Akiko Higashimura est un nom que vous risquez de voir de plus en plus souvent ici. Après Trait pour Trait dont le premier tome m’a conquis (voir article ici), elle frappe encore plus fort à mes yeux avec Tokyo Tarareba Girls, nouvelle série qui nous arrive chez Le Lézard Noir, dans une édition des plus soignées par ailleurs, l’éditeur aimant nous proposer des grands formats avec un papier de qualité et des couvertures un poil plus rigides qu’à l’accoutumée (et sans jaquette par contre). Vous l’aurez compris au titre de l’article, j’ai été plus que conquis par ce premier volume d’une série qui en comptera au final 9. Et soyons clair d’emblée, si vous avez 11 euros à dépenser, c’est ce titre qu’il faut acheter !

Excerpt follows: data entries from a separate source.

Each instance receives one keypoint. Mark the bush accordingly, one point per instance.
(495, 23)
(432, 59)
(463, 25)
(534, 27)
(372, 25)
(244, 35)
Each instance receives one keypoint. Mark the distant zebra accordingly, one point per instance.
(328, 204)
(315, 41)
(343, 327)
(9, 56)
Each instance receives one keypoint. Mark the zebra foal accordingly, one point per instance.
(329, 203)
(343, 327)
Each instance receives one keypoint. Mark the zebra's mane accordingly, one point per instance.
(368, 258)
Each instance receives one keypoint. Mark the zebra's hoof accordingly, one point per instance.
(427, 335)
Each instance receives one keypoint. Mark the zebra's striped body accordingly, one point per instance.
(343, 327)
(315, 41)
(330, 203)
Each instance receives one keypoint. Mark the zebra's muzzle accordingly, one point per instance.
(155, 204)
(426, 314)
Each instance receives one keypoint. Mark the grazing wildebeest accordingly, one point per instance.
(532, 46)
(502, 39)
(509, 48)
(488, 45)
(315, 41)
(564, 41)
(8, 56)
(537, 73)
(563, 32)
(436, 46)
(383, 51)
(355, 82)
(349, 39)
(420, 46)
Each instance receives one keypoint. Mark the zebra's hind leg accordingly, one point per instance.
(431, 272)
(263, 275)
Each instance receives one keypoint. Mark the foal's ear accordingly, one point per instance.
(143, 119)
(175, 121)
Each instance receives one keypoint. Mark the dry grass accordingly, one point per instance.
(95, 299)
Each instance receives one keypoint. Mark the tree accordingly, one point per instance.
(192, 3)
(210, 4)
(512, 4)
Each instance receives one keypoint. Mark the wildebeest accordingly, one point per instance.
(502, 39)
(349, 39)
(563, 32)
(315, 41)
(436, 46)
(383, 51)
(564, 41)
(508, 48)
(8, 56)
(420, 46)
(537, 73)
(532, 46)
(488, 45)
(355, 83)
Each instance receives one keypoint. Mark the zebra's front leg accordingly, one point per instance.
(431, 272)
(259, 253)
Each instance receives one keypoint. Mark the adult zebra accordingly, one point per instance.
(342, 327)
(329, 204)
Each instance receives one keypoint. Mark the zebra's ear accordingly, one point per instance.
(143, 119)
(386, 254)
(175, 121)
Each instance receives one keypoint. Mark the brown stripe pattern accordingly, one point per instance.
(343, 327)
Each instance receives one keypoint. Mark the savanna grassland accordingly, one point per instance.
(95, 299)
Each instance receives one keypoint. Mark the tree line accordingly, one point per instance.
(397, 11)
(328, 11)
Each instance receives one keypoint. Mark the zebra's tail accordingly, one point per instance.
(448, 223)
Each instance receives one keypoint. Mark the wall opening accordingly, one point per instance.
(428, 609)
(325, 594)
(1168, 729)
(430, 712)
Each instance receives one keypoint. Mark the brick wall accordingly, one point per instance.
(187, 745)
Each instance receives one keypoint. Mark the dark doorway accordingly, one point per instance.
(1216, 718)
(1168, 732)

Avant de commencer, resituons le titre. Tokyo Tarareba Girls (on va abrévier en TTG) est un josei prépublié de 2014 à 2017 dans le magazine Kiss de Kodansha. C’est notamment dans ce magazine que sont publiés Moi Aussi et Perfect World. Le manga a connu un succès suffisant pour connaitre une adaptation en série live en 2017, le genre du récit s’y prêtant plutôt bien. Le titre a également remporté en 2019 un Eisner Award, prestigieuse récompense dans le domaine de la bande dessinée. C’est la quatrième série de la mangaka qui nous arrive en France après Princesse Jellyfish, Le Tigre des Neiges et Trait pour trait. Enfin, si la série est terminée en neuf tomes, une seconde saison est en cours de prépublication au Japon. Mais de quoi ça parle ?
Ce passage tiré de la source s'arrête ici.